I think what magnum was trying to say is the rear of the bullet is heavier than the front section, like if you put a weight on that 2 by 4 on one end he is balancing. So the center of the bullet lengthwise, is not the centroid of the weight.


----------



## DuaneinND (Jan 22, 2005)

Bullet shape and weight is a factor along with the length.
Case in point is the 70gr Speer semi round nose. This bullet was designed for use in a 14 twist 222Rem.
BT bullets tend to be less stable for a couple of reasons.
Imperfections in concentricity are multiplied by the gas escaping as the bullet starts to exit the muzzle. As a bullet exits more of the "gas" pressure escapes on one side than the other which would cause any bullet to "tip", this is magnified for a BT because part of the bullet is still inside the barrel and is "pushed" even more off center. 
A less than perfect crown will multiply the effect.
Most of the time a BT bullet has a shorter bearing surface and has a higher o'give which requires a slightly faster twist, which once again multiplies any imperfections in the bullet or crown.
Then there are all the things mentioned in the earlier posts.


----------



## MagnumManiac (Feb 19, 2008)

Csquared said:


> Please explain to us Yankees how you can balance a board at some point other than it's center if it's long enough????
> 
> Must be a "down under" thing. :wink:


Csquared,
Sorry, I made a boo boo.(It was late when I posted).
What I meant to say is that as any object that is bullet shaped needs by necesstiy to have the shank of the bullet lengthened to increase it's weight.It is therefore a drawback by design to need a faster twist to stabilise such long bullets,because the centroid of said bullets is moved FURTHER to the rear of the bullet.This is what I was trying to say in regard to the plank of wood,as you try to move away from its centre point,the more it tries to fall to one end.
A good example is FAT SHORT pistol bullets,they nearly all have slow twists,a fast twist is not needed to stabalise them because there centroid is very nearly perpendicular to their horizontal axis.
*MagnumManiac*
:sniper:


----------



## Savage260 (Oct 21, 2007)

> BT bullets tend to be less stable for a couple of reasons.
> Imperfections in concentricity are multiplied by the gas escaping as the bullet starts to exit the muzzle. As a bullet exits more of the "gas" pressure escapes on one side than the other which would cause any bullet to "tip", this is magnified for a BT because part of the bullet is still inside the barrel and is "pushed" even more off center.
> A less than perfect crown will multiply the effect.
> Most of the time a BT bullet has a shorter bearing surface and has a higher o'give which requires a slightly faster twist, which once again multiplies any imperfections in the bullet or crown.
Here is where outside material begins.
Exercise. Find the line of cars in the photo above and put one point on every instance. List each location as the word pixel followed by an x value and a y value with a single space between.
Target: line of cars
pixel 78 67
Why are almost all of the target bullets, at least the ones I have seen, BT's if they are less stable? I thought the BT helps stability in bullets for longer ranges? Now I am confused.(not out of the ordinary for me)


----------



## southdakbearfan (Oct 11, 2004)

Target bullets are BT to increase the ballistic coefficient therefore decreasing drop over distance. The boattail lengthens the bullet, therefore putting the centroid of mass further out of whack with the centroid of the length of the bullet, therefore needing more spin to stabilize. Therefore I have a headache reading this whole post again, lol.


----------